On Friday 24 May 2002 8:49 am, Keith Whitwell scribed numinously:"
> Tim Smith wrote:
> > I have a nice, 100% reliable way to lock up my Radeon 7500 using the
> > most recent CVS. I can do this with Tux Racer, if I play for a couple
> > of courses, but it's much easier to do using the Neverwinter Nights
> > Toolset beta running under WINE, because that's really quite intensive
> > and produces the lockup in about 5 seconds (much longer if debugging is
> > enabled, which seems interesting). This was stable with the drivers in
> > XFree 4.2, except that they would fail to texture things (e.g. the
> > penguin in Tux Racer was a white blob).
> >
> > I've played around with *all* the radeon driver options in XF86Config,
> > to no significant effect (well I managed to lock X on startup with a
> > too-high CPusecTimeout :-). It won't let me assign more than 2MB to
> > BufferSize and I presume there's a good reason for that, so 32 buffers
> > seems the maximum unless the size of each buffer can be reduced. How
> > much of that 64K gets used? Is it worth trying that?
>
> It depends a little on which driver you're using.  The two in CVS make
> full use of each buffer & only release it when it's full.  XFree 4.2
> driver is pretty primitive in some repects & fires after each (run of
> similar) primitive so can be quite wasteful.
>
> How does the CVS code hold up?  You can download binaries from the
> sourceforge download page...  URL?

The XFree 4.2 driver is stable, but drops textures on the floor somwhere.
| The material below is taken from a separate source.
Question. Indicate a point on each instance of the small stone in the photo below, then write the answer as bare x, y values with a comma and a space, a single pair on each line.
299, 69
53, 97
The CVS code produces correct textures, but locks up under heavy use with 
the symptoms described. I've been using the binaries from 
dri.sourceforge.net to test this with. I also tried the experimental tcl 
branch binaries out of curiosity, but my X server segfaulted on startup so 
I stopped being so silly :-)

I am using the X server checked out from cvs.dri.sourceforge.net

I've been poking at it a bit more recently, just reading the code to see 
what it does because I'm not at the machine in question right now, and I 
observe the following in 
xc/xc/programs/Xserver/hw/xfree86/drivers/ati/radeon_accel.c, starting at 
line 1518

    while ( 1 ) {
        do {
            ret = drmDMA( info->drmFD, &dma );
            if ( ret && ret != -EBUSY ) {
                xf86DrvMsg( pScrn->scrnIndex, X_ERROR,
                            "%s: CP GetBuffer %d\n", __FUNCTION__, ret );
            }
        } while ( ( ret == -EBUSY ) && ( i++ < RADEON_TIMEOUT ) );

        if ( ret == 0 ) {
            buf = &info->buffers->list[indx];
            buf->used = 0;
            if ( RADEON_VERBOSE ) {
                xf86DrvMsg( pScrn->scrnIndex, X_INFO,
                            "   GetBuffer returning %d\n", buf->idx );
            }
            return buf;
        }

        xf86DrvMsg( pScrn->scrnIndex, X_ERROR,
                    "GetBuffer timed out, resetting engine...\n");
        RADEONEngineReset( pScrn );
        RADEONEngineRestore( pScrn );

        /* Always restart the engine when doing CP 2D acceleration */
        RADEONCP_RESET( pScrn, info );
        RADEONCP_START( pScrn, info );
    }

What's going to happen to the card if drmDMA() returns EAGAIN rather than 
EBUSY, which is what it does in the case where radeon_freelist_get returns 
NULL? Should the drm kernel module return EBUSY in that circumstance? None 
of the userspace parts seem to check for EAGAIN, but all the drm modules 
seem to return it when freelist_get falls off the bottom.

-- 
Tim Smith ([EMAIL PROTECTED])
75% of wookies over the age of three hundred wear hairpieces.